Grant Thornton Shares a Dozen Tax Tips for Those Preparing Their 2013 Tax Returns This Tax Season

TORONTO--()--It’s tax time again. If you owe tax, you must file your 2013 tax return before midnight on April 30, 2014 or risk unnecessary penalties. That means that now is the time to look into ways to lighten your tax burden.

“Nobody wants to pay more than they have to in taxes. Take some time to learn about the tax savings opportunities available to you before you file your taxes this year,” says Keith MacIntyre, national tax leader for the accounting firm Grant Thornton LLP.

To help you out, Grant Thornton has shared a dozen tips that might help you save money this year, as well as some other tax matters you should be aware of:

File your tax return and pay your taxes on time: To avoid interest and penalties, any income tax you owe should be paid by no later than April 30. If you are self-employed, you have until June 15 to file your income tax return, but any taxes owing must still be paid by April 30.

Review your tax strategy if you’re getting a refund: Although you may look forward to receiving a tax refund, it’s not always good planning to get one. If you get a refund, it means the government has been holding your money without paying you interest, sometimes for many months. If you’re getting a refund this year, you may be able to apply to the CRA to obtain permission to have your source withholdings reduced.

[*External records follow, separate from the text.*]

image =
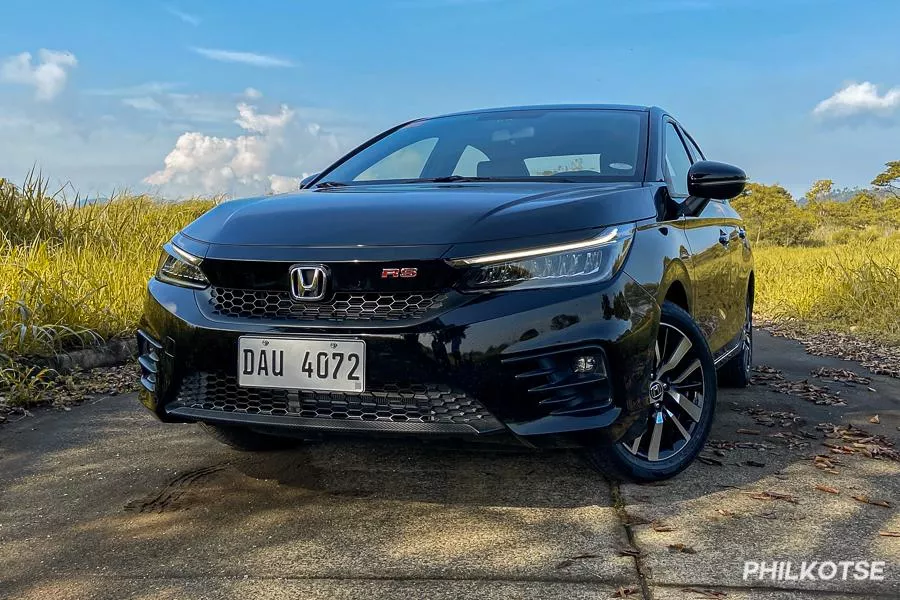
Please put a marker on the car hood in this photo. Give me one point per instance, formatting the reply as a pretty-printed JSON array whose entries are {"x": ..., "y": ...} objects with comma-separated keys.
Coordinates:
[{"x": 420, "y": 214}]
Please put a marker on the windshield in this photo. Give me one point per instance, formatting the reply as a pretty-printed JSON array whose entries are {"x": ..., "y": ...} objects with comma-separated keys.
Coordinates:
[{"x": 575, "y": 145}]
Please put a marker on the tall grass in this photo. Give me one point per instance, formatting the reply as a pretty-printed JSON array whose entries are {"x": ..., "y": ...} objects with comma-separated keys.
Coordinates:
[
  {"x": 845, "y": 287},
  {"x": 73, "y": 273}
]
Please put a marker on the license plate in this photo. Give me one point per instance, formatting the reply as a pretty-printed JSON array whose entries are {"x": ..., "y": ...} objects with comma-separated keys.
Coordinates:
[{"x": 302, "y": 364}]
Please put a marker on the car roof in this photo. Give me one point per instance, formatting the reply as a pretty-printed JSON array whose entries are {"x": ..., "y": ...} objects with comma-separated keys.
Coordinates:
[{"x": 629, "y": 107}]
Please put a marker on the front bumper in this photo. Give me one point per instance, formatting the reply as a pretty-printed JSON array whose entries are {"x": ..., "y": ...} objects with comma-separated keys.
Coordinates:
[{"x": 484, "y": 365}]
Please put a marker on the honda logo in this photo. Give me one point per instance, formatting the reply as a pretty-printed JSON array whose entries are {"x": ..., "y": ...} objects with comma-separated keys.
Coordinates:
[{"x": 308, "y": 282}]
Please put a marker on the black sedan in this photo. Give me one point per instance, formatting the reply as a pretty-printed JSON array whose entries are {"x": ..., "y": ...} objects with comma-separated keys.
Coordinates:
[{"x": 555, "y": 276}]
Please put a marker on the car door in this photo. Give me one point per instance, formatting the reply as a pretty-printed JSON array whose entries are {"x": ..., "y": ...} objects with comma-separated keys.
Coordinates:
[
  {"x": 734, "y": 237},
  {"x": 708, "y": 240}
]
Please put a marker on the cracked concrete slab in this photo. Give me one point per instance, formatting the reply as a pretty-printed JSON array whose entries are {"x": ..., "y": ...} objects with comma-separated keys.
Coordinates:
[
  {"x": 721, "y": 514},
  {"x": 103, "y": 501},
  {"x": 207, "y": 588},
  {"x": 106, "y": 491}
]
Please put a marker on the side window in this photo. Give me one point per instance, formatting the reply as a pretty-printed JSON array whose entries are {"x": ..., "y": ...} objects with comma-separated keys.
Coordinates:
[
  {"x": 677, "y": 161},
  {"x": 467, "y": 166},
  {"x": 692, "y": 146},
  {"x": 405, "y": 163}
]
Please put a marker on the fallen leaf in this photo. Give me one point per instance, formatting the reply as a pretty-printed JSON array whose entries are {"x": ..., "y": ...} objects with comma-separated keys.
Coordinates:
[
  {"x": 682, "y": 548},
  {"x": 705, "y": 593},
  {"x": 773, "y": 496},
  {"x": 866, "y": 500},
  {"x": 661, "y": 527}
]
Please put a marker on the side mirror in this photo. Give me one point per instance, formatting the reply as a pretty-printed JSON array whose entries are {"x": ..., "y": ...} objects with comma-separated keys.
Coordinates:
[
  {"x": 719, "y": 181},
  {"x": 307, "y": 179}
]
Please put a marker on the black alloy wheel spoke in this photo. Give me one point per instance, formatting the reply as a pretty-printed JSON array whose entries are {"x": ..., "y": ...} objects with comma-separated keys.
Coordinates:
[{"x": 677, "y": 394}]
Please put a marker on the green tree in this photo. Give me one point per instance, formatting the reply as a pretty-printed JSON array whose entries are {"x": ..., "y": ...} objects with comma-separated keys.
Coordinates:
[
  {"x": 771, "y": 214},
  {"x": 817, "y": 199}
]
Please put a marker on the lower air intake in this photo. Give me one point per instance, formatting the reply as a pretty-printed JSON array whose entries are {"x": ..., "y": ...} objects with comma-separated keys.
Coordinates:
[{"x": 432, "y": 404}]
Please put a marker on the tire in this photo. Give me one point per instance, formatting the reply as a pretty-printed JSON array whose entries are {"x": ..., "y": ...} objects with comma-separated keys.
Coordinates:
[
  {"x": 736, "y": 372},
  {"x": 683, "y": 386},
  {"x": 247, "y": 440}
]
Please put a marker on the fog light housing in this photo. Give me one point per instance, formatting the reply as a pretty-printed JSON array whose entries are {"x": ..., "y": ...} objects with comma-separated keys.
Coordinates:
[{"x": 588, "y": 363}]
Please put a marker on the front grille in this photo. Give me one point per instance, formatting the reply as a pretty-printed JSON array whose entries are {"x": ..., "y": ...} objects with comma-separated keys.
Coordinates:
[
  {"x": 415, "y": 403},
  {"x": 344, "y": 306}
]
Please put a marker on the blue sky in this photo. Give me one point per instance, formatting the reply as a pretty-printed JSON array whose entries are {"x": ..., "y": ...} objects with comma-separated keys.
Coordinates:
[{"x": 194, "y": 96}]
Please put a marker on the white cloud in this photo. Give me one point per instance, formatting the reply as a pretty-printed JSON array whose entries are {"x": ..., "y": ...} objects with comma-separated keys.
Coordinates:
[
  {"x": 250, "y": 162},
  {"x": 142, "y": 89},
  {"x": 183, "y": 16},
  {"x": 246, "y": 58},
  {"x": 144, "y": 103},
  {"x": 251, "y": 120},
  {"x": 857, "y": 99},
  {"x": 48, "y": 76}
]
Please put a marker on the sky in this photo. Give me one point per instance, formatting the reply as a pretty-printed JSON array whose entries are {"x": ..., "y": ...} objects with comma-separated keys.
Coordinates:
[{"x": 206, "y": 97}]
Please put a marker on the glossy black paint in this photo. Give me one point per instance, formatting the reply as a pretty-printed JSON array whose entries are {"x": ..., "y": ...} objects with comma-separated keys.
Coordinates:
[
  {"x": 715, "y": 180},
  {"x": 698, "y": 258}
]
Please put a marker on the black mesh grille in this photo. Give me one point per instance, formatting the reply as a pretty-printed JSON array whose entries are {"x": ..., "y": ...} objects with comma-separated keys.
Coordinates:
[
  {"x": 415, "y": 403},
  {"x": 358, "y": 306}
]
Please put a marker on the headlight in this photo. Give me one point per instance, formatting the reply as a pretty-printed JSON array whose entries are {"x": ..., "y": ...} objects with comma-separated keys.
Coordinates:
[
  {"x": 588, "y": 261},
  {"x": 180, "y": 268}
]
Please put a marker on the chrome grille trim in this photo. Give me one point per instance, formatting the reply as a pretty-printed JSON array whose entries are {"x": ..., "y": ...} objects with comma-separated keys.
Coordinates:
[{"x": 343, "y": 306}]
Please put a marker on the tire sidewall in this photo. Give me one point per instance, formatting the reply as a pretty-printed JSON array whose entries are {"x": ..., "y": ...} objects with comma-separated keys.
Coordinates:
[{"x": 638, "y": 469}]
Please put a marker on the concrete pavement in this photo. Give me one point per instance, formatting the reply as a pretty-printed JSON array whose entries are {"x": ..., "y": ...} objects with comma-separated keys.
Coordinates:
[{"x": 104, "y": 502}]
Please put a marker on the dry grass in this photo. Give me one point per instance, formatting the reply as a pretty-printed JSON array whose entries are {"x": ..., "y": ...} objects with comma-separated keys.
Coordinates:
[
  {"x": 73, "y": 273},
  {"x": 853, "y": 287}
]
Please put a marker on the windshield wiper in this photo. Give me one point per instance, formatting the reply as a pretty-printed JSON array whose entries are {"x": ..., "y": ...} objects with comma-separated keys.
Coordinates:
[
  {"x": 327, "y": 184},
  {"x": 452, "y": 178}
]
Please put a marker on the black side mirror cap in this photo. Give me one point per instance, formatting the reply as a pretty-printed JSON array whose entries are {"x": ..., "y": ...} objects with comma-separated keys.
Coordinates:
[{"x": 719, "y": 181}]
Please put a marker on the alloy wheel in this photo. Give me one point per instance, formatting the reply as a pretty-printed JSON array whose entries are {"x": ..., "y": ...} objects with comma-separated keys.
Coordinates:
[{"x": 677, "y": 392}]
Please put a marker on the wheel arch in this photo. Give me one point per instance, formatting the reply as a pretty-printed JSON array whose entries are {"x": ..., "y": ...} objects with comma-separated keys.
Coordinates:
[{"x": 676, "y": 287}]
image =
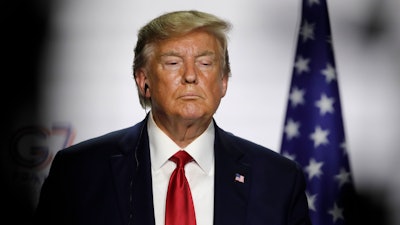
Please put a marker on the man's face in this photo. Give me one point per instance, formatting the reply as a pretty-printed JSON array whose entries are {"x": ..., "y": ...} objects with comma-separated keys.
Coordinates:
[{"x": 185, "y": 77}]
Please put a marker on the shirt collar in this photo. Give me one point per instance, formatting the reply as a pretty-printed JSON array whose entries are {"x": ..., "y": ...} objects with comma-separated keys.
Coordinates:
[{"x": 162, "y": 147}]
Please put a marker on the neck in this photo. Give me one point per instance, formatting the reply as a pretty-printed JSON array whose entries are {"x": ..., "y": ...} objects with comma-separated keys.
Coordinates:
[{"x": 181, "y": 131}]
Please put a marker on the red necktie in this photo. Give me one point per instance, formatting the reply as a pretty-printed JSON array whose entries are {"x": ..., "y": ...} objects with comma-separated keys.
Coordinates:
[{"x": 179, "y": 207}]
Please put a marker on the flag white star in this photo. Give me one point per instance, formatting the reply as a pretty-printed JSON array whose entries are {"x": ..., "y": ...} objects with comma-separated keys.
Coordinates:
[
  {"x": 329, "y": 72},
  {"x": 343, "y": 177},
  {"x": 319, "y": 136},
  {"x": 292, "y": 129},
  {"x": 296, "y": 97},
  {"x": 289, "y": 156},
  {"x": 311, "y": 201},
  {"x": 314, "y": 169},
  {"x": 336, "y": 212},
  {"x": 307, "y": 31},
  {"x": 301, "y": 65},
  {"x": 311, "y": 2},
  {"x": 325, "y": 104}
]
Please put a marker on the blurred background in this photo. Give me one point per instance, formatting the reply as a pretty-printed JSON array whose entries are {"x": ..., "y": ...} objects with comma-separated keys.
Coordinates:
[{"x": 68, "y": 78}]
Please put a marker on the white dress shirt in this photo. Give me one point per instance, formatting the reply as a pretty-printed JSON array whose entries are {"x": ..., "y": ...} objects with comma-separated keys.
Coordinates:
[{"x": 200, "y": 172}]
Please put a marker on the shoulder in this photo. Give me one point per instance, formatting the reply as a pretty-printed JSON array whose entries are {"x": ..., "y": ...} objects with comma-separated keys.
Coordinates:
[{"x": 113, "y": 142}]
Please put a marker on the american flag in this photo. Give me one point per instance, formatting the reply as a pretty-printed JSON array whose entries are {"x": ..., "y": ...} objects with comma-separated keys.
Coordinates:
[
  {"x": 239, "y": 178},
  {"x": 313, "y": 132}
]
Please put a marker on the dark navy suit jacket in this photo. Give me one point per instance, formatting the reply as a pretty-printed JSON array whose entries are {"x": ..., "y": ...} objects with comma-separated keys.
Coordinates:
[{"x": 107, "y": 180}]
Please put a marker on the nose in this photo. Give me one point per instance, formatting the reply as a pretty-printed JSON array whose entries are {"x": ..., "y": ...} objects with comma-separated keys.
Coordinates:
[{"x": 190, "y": 73}]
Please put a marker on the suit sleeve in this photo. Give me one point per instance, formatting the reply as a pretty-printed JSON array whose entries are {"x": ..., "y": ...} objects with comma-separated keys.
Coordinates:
[{"x": 299, "y": 213}]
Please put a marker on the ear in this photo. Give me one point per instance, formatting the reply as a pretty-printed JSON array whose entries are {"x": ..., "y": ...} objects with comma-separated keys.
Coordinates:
[
  {"x": 142, "y": 82},
  {"x": 224, "y": 85}
]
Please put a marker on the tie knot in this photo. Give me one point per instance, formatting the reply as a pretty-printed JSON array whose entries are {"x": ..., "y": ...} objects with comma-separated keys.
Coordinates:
[{"x": 181, "y": 158}]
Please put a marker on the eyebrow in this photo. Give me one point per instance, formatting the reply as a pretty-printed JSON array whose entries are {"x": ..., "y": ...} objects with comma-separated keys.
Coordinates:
[{"x": 174, "y": 53}]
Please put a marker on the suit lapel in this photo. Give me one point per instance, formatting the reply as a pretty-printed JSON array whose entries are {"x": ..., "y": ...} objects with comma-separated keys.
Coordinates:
[
  {"x": 132, "y": 175},
  {"x": 231, "y": 195}
]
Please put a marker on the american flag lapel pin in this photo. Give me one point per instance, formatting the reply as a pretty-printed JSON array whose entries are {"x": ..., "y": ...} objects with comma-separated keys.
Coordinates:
[{"x": 239, "y": 178}]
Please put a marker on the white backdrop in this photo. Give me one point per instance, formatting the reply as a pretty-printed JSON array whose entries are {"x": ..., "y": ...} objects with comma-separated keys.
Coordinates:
[{"x": 88, "y": 81}]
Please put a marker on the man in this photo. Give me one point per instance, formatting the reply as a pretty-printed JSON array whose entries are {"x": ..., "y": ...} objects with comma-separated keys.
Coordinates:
[{"x": 181, "y": 69}]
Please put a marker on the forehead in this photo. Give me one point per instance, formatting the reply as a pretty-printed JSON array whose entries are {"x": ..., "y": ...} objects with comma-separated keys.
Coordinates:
[{"x": 195, "y": 42}]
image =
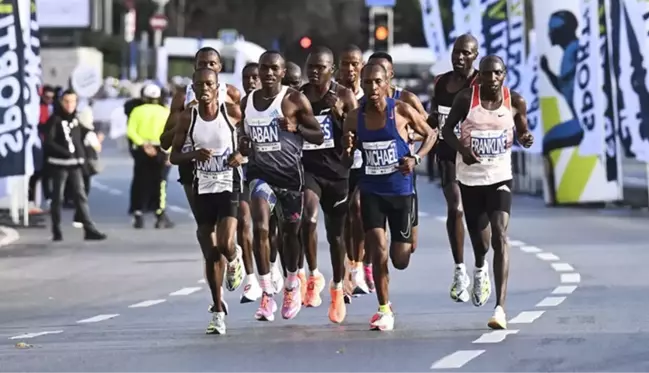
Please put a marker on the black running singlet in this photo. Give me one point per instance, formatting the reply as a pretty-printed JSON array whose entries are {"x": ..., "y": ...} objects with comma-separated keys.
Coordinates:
[{"x": 325, "y": 160}]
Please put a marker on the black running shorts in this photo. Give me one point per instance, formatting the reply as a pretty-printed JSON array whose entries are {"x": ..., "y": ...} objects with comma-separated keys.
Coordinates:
[
  {"x": 333, "y": 194},
  {"x": 479, "y": 202},
  {"x": 396, "y": 210},
  {"x": 212, "y": 208}
]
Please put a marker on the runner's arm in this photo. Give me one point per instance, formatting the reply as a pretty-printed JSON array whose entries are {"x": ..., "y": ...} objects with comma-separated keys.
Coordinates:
[
  {"x": 520, "y": 120},
  {"x": 459, "y": 111},
  {"x": 180, "y": 135},
  {"x": 418, "y": 124},
  {"x": 308, "y": 125},
  {"x": 177, "y": 103},
  {"x": 349, "y": 126}
]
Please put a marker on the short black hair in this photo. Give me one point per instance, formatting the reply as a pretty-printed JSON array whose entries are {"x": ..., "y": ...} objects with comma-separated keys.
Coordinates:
[
  {"x": 204, "y": 69},
  {"x": 208, "y": 50},
  {"x": 374, "y": 65},
  {"x": 352, "y": 48},
  {"x": 251, "y": 65},
  {"x": 381, "y": 56}
]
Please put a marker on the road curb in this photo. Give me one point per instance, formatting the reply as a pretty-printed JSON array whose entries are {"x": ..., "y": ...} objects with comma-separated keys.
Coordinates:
[{"x": 8, "y": 236}]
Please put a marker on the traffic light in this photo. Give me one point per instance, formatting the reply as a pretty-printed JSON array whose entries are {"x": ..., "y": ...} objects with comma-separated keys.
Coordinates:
[
  {"x": 381, "y": 35},
  {"x": 305, "y": 42}
]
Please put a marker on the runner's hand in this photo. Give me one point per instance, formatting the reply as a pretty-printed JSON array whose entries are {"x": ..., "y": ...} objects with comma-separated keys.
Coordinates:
[
  {"x": 335, "y": 103},
  {"x": 469, "y": 157},
  {"x": 348, "y": 142},
  {"x": 202, "y": 154},
  {"x": 287, "y": 125},
  {"x": 407, "y": 165},
  {"x": 526, "y": 139},
  {"x": 235, "y": 160}
]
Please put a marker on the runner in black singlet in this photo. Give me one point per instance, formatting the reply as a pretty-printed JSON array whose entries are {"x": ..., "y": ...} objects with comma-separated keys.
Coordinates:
[
  {"x": 326, "y": 179},
  {"x": 447, "y": 86}
]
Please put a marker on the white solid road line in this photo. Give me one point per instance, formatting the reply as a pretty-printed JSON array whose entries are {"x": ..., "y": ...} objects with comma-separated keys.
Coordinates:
[
  {"x": 548, "y": 257},
  {"x": 526, "y": 317},
  {"x": 570, "y": 278},
  {"x": 98, "y": 318},
  {"x": 34, "y": 335},
  {"x": 562, "y": 267},
  {"x": 550, "y": 302},
  {"x": 530, "y": 249},
  {"x": 564, "y": 289},
  {"x": 456, "y": 359},
  {"x": 147, "y": 303},
  {"x": 496, "y": 336},
  {"x": 185, "y": 291},
  {"x": 10, "y": 236}
]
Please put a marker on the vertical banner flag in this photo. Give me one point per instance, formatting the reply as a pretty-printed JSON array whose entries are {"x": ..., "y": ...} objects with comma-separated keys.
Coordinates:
[
  {"x": 12, "y": 131},
  {"x": 574, "y": 178},
  {"x": 587, "y": 102},
  {"x": 613, "y": 161},
  {"x": 530, "y": 90},
  {"x": 433, "y": 30},
  {"x": 628, "y": 35}
]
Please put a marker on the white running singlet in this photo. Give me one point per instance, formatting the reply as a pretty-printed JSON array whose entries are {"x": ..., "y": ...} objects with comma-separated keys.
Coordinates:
[
  {"x": 219, "y": 136},
  {"x": 490, "y": 134}
]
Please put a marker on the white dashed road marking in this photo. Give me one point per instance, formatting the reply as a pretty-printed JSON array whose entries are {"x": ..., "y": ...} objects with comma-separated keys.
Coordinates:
[
  {"x": 147, "y": 303},
  {"x": 551, "y": 301},
  {"x": 457, "y": 359},
  {"x": 34, "y": 335},
  {"x": 496, "y": 336},
  {"x": 185, "y": 291},
  {"x": 98, "y": 318},
  {"x": 526, "y": 317}
]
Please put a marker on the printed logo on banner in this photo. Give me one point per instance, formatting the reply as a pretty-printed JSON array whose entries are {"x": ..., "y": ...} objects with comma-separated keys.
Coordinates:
[
  {"x": 630, "y": 69},
  {"x": 610, "y": 139},
  {"x": 12, "y": 150},
  {"x": 562, "y": 31}
]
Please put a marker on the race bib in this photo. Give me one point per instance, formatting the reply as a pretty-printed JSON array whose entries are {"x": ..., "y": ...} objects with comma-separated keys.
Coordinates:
[
  {"x": 326, "y": 125},
  {"x": 380, "y": 157},
  {"x": 358, "y": 159},
  {"x": 215, "y": 175},
  {"x": 489, "y": 145},
  {"x": 264, "y": 133}
]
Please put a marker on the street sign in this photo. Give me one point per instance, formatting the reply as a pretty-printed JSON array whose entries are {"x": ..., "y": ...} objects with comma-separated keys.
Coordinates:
[
  {"x": 158, "y": 22},
  {"x": 378, "y": 3}
]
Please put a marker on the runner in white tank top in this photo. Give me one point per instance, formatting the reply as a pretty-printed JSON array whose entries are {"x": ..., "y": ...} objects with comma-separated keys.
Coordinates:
[
  {"x": 217, "y": 184},
  {"x": 491, "y": 112}
]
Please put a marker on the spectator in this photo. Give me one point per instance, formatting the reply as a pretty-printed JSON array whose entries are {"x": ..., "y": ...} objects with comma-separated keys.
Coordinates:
[{"x": 66, "y": 158}]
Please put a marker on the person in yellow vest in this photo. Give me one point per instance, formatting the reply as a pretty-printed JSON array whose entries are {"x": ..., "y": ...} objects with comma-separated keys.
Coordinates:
[{"x": 145, "y": 125}]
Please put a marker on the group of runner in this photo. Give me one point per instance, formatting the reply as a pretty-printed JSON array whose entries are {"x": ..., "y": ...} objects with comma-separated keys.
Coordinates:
[{"x": 257, "y": 170}]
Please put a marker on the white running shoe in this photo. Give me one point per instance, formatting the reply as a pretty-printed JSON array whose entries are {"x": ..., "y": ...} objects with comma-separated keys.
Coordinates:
[
  {"x": 460, "y": 287},
  {"x": 217, "y": 324},
  {"x": 481, "y": 286},
  {"x": 251, "y": 290}
]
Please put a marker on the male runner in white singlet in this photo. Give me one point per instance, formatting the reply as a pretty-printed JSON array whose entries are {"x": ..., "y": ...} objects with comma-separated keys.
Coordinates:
[{"x": 484, "y": 172}]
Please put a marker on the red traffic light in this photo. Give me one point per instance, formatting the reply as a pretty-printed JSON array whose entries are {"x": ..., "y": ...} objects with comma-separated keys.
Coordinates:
[{"x": 305, "y": 42}]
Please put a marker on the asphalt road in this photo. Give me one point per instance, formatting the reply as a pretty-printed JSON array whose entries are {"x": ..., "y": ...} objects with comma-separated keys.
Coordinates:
[{"x": 65, "y": 307}]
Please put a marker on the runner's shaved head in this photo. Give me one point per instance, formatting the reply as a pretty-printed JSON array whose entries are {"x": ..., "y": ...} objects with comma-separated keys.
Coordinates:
[{"x": 467, "y": 40}]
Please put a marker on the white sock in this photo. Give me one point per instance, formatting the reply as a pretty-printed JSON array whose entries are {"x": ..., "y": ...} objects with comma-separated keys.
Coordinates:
[{"x": 266, "y": 284}]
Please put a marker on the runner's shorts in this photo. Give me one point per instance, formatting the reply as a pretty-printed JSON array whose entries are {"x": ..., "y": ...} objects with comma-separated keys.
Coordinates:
[
  {"x": 288, "y": 204},
  {"x": 396, "y": 210}
]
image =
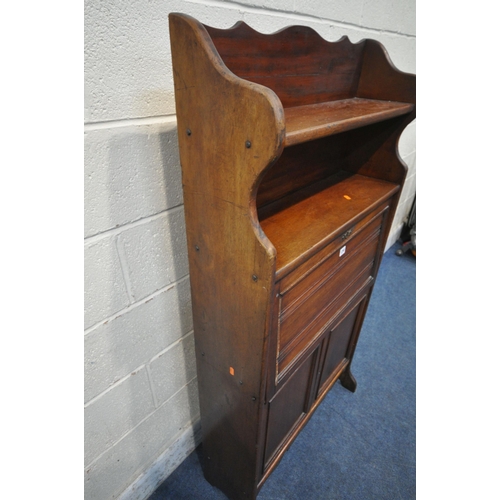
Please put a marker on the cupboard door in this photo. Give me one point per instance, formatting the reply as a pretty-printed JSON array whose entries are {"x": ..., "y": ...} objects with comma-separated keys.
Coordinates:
[
  {"x": 289, "y": 406},
  {"x": 338, "y": 341}
]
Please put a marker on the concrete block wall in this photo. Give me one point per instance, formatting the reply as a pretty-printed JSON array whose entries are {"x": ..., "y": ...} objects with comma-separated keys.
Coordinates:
[{"x": 141, "y": 403}]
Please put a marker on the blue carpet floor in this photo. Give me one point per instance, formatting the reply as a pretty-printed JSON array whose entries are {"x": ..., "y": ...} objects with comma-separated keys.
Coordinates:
[{"x": 357, "y": 446}]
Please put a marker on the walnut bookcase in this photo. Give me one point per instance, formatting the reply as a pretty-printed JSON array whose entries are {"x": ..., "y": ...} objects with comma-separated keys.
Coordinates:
[{"x": 288, "y": 147}]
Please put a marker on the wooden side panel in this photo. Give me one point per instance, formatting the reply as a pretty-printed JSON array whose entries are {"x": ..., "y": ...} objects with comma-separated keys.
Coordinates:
[
  {"x": 223, "y": 156},
  {"x": 296, "y": 62}
]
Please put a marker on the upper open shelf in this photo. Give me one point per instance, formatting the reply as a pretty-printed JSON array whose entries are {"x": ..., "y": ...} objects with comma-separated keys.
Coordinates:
[{"x": 306, "y": 123}]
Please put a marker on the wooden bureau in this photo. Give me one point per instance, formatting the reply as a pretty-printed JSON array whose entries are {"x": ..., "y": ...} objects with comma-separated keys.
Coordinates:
[{"x": 291, "y": 177}]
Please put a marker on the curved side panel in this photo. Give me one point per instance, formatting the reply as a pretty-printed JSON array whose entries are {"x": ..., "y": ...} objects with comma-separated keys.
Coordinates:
[{"x": 229, "y": 132}]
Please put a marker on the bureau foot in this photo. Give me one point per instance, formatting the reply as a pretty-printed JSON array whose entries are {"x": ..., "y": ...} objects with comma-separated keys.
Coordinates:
[{"x": 347, "y": 380}]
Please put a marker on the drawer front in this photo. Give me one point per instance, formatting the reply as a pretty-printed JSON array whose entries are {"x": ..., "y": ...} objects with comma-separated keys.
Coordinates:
[
  {"x": 352, "y": 236},
  {"x": 301, "y": 283},
  {"x": 336, "y": 283}
]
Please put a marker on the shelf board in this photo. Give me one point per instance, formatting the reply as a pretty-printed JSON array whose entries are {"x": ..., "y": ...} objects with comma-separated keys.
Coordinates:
[
  {"x": 304, "y": 222},
  {"x": 305, "y": 123}
]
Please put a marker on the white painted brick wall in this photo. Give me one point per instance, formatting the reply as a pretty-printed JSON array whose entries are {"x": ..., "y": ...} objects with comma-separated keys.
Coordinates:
[{"x": 141, "y": 403}]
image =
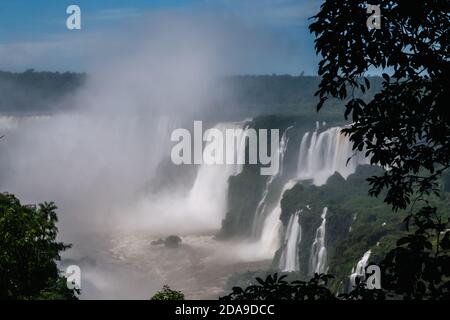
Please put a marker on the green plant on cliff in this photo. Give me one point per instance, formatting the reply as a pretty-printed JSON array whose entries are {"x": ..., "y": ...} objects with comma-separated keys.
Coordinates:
[
  {"x": 168, "y": 294},
  {"x": 405, "y": 127},
  {"x": 29, "y": 252}
]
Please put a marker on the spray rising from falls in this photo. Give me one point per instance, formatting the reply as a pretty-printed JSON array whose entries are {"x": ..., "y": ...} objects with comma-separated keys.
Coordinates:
[
  {"x": 208, "y": 194},
  {"x": 318, "y": 259},
  {"x": 289, "y": 257},
  {"x": 259, "y": 218},
  {"x": 204, "y": 206},
  {"x": 323, "y": 154}
]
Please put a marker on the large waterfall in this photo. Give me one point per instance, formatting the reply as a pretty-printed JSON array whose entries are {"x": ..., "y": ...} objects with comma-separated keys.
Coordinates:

Children’s fitness and arts credits: If you have children under the age of 16 at the beginning of the year, you may claim a tax credit of up to $500 for eligible fitness expenses paid for each of your eligible children. Up to another $500 can be claimed for eligible arts expenses. If you have a disabled child, the age threshold is extended to 18 years and the maximum credit is increased to $1,000.

Claiming after-school programs as child care: After-school programs for your child can qualify as an eligible childcare expense if it allows you to work. For example, if you would need to arrange care for your daughter if she wasn’t in an after-school gymnastics program, this may be claimed as a childcare expense. A program that qualifies for the children's fitness or arts tax credit can be eligible for the child care expense deduction. However, you can’t claim a childcare expense and a fitness or arts credit for the same payment. You must first claim the allowable amount for purposes of the child care expenses deduction, and then any remaining balance may be used for the children's fitness or arts credit.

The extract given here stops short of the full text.